Yesterday, Baker attended a Labor Day breakfast in Worcester, sponsored by the city’s Republican committee, where he voiced support for lower taxes and reduced government spending to spur economic growth and help residents pay their bills.

“They think we have a revenue problem,’’ he said, referring to Patrick, Cahill, and the Legislature. “I think they have a spending problem.’’

In an interview later in the day, Baker said people are increasingly frustrated by rising taxes, persistent unemployment, and the state’s yawning budget deficit.

“They think Beacon Hill has different rules than everyone else,’’ he said. Baker said he is not courting unions, but concentrating on winning the support of individual voters.

Cahill, who attended the Boston event but did not give a speech, said later that the relationship between Patrick and the unions is obviously strained. “I think there’s a feeling among a lot of union people that they’ve been taken for granted,’’ he said.

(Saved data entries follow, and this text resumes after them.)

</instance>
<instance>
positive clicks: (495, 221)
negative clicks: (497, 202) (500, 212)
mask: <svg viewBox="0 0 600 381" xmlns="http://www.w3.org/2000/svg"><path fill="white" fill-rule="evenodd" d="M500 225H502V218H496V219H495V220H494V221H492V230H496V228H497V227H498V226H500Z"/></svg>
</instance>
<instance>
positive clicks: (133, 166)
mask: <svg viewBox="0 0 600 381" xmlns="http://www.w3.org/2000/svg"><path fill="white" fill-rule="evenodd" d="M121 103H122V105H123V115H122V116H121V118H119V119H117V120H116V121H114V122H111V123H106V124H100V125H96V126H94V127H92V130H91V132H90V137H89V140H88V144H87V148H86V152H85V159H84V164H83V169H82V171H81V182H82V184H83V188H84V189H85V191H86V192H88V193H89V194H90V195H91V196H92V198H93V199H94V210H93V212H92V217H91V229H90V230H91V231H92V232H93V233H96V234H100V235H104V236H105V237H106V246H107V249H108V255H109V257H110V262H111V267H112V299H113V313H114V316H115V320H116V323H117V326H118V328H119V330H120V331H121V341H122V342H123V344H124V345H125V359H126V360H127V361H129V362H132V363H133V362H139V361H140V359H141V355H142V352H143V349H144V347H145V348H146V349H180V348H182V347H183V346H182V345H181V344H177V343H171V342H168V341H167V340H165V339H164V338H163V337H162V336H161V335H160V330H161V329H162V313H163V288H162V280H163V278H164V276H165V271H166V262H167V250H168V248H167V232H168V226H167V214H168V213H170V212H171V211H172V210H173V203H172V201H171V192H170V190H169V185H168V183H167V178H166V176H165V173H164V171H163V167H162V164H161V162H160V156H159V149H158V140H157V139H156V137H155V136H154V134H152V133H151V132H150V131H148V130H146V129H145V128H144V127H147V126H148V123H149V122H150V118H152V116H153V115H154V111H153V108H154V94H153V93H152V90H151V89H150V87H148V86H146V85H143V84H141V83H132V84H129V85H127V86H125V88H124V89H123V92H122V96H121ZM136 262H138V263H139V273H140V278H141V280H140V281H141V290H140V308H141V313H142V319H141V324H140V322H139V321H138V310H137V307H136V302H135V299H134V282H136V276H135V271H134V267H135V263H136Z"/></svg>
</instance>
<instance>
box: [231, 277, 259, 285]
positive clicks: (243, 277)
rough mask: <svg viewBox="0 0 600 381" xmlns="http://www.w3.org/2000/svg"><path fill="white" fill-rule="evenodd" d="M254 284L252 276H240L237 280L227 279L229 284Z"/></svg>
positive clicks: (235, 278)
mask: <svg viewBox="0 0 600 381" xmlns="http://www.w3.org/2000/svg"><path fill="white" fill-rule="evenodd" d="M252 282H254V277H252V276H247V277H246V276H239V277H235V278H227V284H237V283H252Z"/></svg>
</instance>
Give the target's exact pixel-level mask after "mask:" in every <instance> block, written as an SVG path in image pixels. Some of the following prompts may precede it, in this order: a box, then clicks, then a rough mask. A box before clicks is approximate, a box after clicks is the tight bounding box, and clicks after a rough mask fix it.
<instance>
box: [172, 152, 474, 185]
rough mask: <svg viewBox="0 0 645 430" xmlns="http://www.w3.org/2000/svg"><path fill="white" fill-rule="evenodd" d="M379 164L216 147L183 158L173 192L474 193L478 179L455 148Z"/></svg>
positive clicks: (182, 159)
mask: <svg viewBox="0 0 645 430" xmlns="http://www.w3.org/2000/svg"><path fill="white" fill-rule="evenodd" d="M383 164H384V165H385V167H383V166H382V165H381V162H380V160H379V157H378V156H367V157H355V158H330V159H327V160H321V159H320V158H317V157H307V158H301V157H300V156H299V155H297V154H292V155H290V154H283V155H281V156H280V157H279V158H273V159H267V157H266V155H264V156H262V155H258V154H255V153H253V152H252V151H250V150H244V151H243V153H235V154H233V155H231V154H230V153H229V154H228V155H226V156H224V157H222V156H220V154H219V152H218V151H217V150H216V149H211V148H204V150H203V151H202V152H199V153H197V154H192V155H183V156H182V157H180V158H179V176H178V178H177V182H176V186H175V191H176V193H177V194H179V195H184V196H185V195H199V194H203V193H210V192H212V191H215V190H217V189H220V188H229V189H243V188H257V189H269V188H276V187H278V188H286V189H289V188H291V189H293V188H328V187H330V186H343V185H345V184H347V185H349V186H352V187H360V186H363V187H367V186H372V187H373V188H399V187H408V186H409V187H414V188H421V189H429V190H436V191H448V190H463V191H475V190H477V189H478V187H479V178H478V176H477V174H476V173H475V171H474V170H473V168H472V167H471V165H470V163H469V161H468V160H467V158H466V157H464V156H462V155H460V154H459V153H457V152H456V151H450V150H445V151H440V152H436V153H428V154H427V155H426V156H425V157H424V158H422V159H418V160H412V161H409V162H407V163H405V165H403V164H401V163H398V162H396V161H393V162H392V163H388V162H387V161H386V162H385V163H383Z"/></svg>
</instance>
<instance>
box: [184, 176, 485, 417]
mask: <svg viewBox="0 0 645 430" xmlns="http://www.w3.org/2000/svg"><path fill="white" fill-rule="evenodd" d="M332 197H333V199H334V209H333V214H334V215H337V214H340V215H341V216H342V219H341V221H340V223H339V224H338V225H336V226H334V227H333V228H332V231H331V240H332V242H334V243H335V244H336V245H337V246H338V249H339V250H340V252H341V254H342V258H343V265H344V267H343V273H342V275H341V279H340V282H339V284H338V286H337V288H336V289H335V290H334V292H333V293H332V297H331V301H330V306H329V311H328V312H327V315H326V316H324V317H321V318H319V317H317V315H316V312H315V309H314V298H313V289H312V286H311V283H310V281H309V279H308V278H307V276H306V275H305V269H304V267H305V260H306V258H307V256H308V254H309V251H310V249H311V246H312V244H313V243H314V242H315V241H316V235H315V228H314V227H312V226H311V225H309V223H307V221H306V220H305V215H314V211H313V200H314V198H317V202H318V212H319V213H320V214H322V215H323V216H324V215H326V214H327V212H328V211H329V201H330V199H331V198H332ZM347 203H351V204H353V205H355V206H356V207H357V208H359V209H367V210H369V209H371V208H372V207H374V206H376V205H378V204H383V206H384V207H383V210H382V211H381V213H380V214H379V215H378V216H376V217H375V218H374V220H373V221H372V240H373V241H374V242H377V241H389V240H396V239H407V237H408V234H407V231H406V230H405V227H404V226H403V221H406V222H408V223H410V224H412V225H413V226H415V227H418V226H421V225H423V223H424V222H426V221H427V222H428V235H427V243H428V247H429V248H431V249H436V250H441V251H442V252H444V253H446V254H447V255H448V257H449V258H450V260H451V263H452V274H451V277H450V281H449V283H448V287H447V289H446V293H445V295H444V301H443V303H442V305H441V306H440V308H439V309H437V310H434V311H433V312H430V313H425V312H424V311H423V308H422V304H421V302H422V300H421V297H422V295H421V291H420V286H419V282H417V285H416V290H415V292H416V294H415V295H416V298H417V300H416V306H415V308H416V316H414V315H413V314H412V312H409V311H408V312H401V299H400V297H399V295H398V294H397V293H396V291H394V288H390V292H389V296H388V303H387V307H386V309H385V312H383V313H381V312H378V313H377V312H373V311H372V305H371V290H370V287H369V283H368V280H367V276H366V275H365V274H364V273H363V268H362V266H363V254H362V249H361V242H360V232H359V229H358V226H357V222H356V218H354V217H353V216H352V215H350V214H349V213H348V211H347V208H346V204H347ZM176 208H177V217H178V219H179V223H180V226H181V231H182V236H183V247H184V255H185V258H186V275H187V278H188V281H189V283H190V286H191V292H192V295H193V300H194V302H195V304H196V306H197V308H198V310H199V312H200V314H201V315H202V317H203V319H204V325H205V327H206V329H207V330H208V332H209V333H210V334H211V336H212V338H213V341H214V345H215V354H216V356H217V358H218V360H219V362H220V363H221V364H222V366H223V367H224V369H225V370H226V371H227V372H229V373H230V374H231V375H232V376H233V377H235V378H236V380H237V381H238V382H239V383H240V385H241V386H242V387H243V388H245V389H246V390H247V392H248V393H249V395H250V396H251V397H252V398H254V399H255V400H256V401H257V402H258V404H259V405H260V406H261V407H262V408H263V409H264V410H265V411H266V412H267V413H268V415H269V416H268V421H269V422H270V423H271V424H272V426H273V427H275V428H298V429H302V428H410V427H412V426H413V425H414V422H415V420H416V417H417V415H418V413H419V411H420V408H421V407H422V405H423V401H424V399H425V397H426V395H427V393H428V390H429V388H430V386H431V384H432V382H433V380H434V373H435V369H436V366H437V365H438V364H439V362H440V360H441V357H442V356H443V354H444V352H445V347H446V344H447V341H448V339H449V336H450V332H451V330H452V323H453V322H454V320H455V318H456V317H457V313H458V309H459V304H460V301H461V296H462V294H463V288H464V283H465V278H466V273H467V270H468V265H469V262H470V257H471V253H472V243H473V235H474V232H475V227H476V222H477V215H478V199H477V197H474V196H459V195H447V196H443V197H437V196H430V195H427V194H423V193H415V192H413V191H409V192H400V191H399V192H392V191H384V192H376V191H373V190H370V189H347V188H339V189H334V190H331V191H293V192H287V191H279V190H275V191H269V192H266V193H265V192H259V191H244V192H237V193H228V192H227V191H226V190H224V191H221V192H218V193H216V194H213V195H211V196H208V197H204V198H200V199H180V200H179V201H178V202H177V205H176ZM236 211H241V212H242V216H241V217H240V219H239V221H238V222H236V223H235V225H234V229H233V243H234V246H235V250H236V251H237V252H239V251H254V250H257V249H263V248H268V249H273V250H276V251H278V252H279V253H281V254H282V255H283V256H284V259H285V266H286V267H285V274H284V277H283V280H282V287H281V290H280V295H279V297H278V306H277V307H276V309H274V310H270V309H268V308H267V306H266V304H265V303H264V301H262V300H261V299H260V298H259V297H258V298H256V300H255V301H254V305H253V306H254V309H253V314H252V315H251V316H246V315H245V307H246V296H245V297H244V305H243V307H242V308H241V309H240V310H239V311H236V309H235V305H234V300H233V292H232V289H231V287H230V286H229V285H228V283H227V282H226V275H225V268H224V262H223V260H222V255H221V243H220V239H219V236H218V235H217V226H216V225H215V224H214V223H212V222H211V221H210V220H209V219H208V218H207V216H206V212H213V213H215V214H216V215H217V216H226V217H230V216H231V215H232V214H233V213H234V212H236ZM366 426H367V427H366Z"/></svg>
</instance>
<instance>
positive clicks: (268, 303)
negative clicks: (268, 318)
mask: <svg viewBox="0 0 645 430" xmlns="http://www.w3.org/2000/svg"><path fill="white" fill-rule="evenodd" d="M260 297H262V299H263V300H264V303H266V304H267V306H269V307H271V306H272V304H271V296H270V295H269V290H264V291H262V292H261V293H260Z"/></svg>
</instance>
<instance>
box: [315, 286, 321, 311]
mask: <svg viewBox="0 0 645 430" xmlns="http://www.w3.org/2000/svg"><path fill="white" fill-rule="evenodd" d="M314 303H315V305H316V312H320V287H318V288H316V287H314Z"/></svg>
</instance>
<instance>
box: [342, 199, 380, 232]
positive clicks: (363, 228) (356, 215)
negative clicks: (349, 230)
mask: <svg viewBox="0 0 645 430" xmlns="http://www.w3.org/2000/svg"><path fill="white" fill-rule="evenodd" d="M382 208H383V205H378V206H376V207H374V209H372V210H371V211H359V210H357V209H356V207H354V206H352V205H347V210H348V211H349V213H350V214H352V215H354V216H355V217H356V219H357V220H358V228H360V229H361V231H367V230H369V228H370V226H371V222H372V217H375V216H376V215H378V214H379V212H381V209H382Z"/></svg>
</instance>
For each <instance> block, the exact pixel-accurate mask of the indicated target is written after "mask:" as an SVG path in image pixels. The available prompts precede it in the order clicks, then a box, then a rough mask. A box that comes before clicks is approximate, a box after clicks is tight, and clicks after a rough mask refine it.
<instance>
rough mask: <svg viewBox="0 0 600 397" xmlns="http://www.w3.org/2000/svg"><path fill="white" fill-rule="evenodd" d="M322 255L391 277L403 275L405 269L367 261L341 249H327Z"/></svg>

Cahill called for a special legislative session to approve casinos, which he said would create thousands of jobs and bring in millions in tax revenue, and criticized Patrick for rejecting the casino bill this summer.

Patrick also called for a special session to approve casino gambling.

“The Legislature should come back and finish this work,’’ he said to applause. “Let’s get it done.’’

Support from labor could be important to Patrick’s reelection bid, but yesterday he made it clear that he would not bow to union demands and that he sees their alliance as a two-way street.

He warned unions he would not let their interests trump the “greater good.’’

“Some of you are so mad about our disagreements that you will support someone else or sit out the race entirely,’’ Patrick said. “But we have shown that we do not, and will not, take you for granted. And I think you better be careful, respectfully, not to take us for granted, either.’’

Patrick received polite but not overly warm applause.

Yet the governor enjoyed clear support in the overwhelmingly Democratic audience, many of whom wore his campaign stickers. Outside the hotel, where supporters lined street corners, union workers chanted: “Patrick-Murray is the way to go. Hey, hey! Ho, ho!’’

Timothy Murray, the lieutenant governor, is Patrick’s running mate.

Inside the hotel ballroom, numerous signs showed support for casinos and the jobs they are expected to generate. Given the state’s 9 percent unemployment rate, many union leaders said the government has to take aggressive action to jump-start the economy.

“Find a way to put people back to work, and our economy will be just fine,’’ Haynes said. “Don’t leave the casinos on the 1-yard line,’’ he added.

In a phone interview, Stein criticized Patrick’s economic policies and called for more government investment in alternative energy and green technologies to create long-term economic growth.

“The Patrick administration has really been a train wreck for working families,’’ she said.